La taxe carbone a pointé son nez à l’occasion d’une université d’été du PS de la Rochelle qui devait s’inscrire sous le signe de la réunion des sensibilités de gauche. Alors que le PS fait les yeux doux aux écologistes après leur succès aux européennes, le débat sur la Contribution Climat Energie (CCE) pourrait bien faire capoter la noce.

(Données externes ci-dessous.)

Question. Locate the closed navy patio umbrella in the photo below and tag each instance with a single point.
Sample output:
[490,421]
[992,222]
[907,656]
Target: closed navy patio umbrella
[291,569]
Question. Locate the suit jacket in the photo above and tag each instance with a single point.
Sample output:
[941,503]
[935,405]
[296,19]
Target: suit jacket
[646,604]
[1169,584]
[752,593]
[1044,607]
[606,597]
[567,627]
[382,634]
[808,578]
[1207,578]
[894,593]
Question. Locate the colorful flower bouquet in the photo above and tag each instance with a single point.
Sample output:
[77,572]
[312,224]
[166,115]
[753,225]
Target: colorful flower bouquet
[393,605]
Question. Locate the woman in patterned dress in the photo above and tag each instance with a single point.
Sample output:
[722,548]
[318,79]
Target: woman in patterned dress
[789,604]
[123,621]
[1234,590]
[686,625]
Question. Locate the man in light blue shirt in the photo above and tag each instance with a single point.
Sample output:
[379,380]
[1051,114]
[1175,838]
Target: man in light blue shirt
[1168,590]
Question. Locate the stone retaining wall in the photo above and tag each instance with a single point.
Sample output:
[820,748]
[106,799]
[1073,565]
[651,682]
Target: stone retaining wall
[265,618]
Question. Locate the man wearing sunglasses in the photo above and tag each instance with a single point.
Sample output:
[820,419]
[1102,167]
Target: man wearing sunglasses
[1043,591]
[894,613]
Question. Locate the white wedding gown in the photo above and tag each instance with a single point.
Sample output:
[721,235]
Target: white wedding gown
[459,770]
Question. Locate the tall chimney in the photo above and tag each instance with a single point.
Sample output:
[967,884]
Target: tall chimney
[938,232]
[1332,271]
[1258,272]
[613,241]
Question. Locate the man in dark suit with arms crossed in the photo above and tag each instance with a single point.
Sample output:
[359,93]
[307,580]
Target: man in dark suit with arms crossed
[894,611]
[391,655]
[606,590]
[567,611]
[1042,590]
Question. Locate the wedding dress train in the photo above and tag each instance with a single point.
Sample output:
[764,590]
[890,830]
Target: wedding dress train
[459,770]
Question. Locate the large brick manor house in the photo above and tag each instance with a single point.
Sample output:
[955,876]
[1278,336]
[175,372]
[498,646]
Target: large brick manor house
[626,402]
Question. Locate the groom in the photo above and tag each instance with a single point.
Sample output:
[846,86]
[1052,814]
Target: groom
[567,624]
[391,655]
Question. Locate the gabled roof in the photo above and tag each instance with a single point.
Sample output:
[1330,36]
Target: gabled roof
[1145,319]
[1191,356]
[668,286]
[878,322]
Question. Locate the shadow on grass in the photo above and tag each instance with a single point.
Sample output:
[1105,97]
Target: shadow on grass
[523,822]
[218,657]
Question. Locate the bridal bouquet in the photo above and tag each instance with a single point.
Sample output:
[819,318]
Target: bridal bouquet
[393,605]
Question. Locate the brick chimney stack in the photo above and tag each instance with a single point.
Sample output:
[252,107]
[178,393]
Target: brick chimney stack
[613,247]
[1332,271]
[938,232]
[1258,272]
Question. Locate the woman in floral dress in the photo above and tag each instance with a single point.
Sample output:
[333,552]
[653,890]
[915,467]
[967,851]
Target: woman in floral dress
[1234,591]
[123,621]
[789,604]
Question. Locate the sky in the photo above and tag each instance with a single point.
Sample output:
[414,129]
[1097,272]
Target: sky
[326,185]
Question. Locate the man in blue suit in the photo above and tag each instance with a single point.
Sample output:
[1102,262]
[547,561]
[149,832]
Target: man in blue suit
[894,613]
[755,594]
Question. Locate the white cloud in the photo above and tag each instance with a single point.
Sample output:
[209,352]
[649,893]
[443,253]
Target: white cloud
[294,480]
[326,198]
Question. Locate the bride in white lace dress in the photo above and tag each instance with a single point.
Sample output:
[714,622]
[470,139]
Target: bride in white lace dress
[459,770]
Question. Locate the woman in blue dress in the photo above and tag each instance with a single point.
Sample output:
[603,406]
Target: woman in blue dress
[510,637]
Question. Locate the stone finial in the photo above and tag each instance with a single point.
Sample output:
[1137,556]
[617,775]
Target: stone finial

Sur ses terres, Ségolène Royal a réenfilé son costume de franc-tireur du parti. Elle a ainsi qualifié la future taxe carbone
"d’impôt absurde", "injuste" et "insupportable". Plus que des réserves concernant la forme de cette taxe, il semble que la présidente de Poitou-Charentes soit opposée à la mise en place d’une taxe écologique : "je n’ai jamais pensé que l’écologie devait se défendre par la punition", déclare-t-elle. Affichant fièrement les voitures électriques de sa région, elle stigmatise "la faiblesse gouvernementale" qui ne permet pas la fabrication de ce type de véhicules en grand nombre. Une façon d’illustrer sa position que l’on pourrait résumer ainsi : taxer des personnes prisonnières des énergies polluantes n’a aucun sens.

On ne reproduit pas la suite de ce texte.